Position of adjectives
Attributive and predicate adjectives
In all the examples we've seen so far, the adjectives have come directly before the noun that they described. Let's have a look at one of these again to remind ourselves:
Sally has an expensive computer.
The adjective (expensive) comes directly before the noun that it describes (computer). An adjective in this position is called an attributive adjective. Here are some more examples of adjectives in the attributive position:
I live in a big house.
What's that strange noise?
But is this the only place we can put an adjective? Let's change the sentence around a bit and see what happens.
Sally's computer is expensive.
What have we done here? Well, we've used a linking verb (is), and we've put the adjective (expensive) after it. If you think back to the unit on verbs you'll remember that linking verbs link a subject with a subject complement. In this case the subject is "Sally's computer" and the subject complement is "expensive". Subject complements are very often adjectives, and that's the case here - the adjective "expensive" is the subject complement.
An adjective in this position is called a predicate adjective. Here are some more examples of predicate adjectives following linking verbs:
She seems tired.
The floor looks clean.
There's a third possible position for adjectives too. Have a look at these sentences:
Everyone present must vote.
The map will show you the quickest route possible.

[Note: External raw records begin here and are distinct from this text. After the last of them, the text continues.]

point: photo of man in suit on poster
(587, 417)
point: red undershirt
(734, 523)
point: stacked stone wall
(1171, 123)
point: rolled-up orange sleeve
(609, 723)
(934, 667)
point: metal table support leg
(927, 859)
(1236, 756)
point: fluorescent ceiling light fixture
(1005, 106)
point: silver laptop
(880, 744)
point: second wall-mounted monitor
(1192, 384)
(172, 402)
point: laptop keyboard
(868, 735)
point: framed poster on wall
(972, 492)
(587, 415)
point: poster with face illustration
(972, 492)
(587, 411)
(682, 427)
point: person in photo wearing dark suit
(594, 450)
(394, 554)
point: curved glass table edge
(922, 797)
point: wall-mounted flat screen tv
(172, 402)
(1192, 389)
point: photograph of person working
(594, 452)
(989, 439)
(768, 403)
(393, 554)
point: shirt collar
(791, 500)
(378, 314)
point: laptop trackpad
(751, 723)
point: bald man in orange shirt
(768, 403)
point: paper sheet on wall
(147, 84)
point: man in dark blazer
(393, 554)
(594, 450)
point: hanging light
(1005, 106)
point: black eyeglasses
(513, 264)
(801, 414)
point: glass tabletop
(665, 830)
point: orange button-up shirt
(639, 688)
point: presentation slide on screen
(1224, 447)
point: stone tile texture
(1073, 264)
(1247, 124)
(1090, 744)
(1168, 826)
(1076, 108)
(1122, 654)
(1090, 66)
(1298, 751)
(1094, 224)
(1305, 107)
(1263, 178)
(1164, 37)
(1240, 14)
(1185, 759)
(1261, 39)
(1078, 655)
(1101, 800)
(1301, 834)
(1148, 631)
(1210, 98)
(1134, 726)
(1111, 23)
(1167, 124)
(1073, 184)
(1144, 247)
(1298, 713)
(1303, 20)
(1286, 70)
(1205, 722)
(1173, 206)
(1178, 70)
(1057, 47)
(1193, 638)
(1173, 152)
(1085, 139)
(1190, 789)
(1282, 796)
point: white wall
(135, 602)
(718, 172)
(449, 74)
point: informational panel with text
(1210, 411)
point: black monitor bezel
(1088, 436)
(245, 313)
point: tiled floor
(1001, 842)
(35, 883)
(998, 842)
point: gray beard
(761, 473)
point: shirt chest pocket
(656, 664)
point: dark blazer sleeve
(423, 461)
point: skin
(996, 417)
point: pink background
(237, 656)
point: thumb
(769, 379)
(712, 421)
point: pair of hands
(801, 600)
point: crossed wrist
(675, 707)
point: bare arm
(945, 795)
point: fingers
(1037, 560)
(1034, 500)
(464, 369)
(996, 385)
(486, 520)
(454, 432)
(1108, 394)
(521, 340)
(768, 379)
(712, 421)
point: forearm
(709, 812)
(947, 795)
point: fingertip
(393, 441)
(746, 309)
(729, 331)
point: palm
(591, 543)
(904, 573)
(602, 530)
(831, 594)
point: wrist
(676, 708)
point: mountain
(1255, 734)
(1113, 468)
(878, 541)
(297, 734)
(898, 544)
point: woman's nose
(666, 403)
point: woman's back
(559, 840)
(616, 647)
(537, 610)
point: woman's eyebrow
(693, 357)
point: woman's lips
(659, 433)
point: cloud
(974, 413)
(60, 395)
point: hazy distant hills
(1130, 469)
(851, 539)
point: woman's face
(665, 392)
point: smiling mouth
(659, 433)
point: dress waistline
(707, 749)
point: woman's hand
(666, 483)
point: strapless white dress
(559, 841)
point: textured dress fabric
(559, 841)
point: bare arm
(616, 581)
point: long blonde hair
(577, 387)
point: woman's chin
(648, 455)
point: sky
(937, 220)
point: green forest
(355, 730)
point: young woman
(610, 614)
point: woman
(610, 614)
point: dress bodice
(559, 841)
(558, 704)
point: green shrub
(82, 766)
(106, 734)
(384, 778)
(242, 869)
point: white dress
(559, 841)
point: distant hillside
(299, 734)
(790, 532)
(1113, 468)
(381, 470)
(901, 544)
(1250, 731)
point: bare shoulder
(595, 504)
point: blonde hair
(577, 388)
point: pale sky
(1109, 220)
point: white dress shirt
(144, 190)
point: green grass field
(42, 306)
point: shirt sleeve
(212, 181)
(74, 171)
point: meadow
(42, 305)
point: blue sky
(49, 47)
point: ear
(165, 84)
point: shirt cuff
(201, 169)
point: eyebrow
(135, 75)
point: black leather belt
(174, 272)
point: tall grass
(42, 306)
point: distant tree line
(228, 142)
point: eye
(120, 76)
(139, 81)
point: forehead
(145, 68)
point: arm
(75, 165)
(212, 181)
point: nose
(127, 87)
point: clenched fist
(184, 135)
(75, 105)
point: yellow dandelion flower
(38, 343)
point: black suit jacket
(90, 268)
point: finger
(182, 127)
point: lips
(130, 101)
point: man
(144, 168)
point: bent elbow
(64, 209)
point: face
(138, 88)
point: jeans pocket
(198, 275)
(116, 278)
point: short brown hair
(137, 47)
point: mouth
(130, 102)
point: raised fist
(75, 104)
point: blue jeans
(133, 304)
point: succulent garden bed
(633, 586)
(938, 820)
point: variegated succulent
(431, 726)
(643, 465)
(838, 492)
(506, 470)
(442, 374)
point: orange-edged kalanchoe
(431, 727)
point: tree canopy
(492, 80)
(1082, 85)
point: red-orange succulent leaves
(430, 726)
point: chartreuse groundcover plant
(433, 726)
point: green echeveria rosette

There were no rooms available for the Attorney General.
In these sentences you can see that the adjective comes directly after the noun or pronoun that it's describing. Adjectives in this position are called postpositive adjectives . If the adjective is describing a pronoun, like in the first sentence, then in fact this is the only position it can be in. We can't say "Present everyone must vote."
In the second sentence the adjective "possible" is in this position because it follows a combination of a superlative adjective (quickest) and a noun (route). With this combination it's very common to put the adjective in the postpositive position. We'll be learning a lot more about superlative adjectives very shortly.
In the third sentence "rooms available" is a set phrase (a culturally accepted way of saying something). "The body politic" and "proof positive" are some other examples of set phrases with a postpositive adjective. There are also many names and titles that use this position - "Attorney General" is an example of this.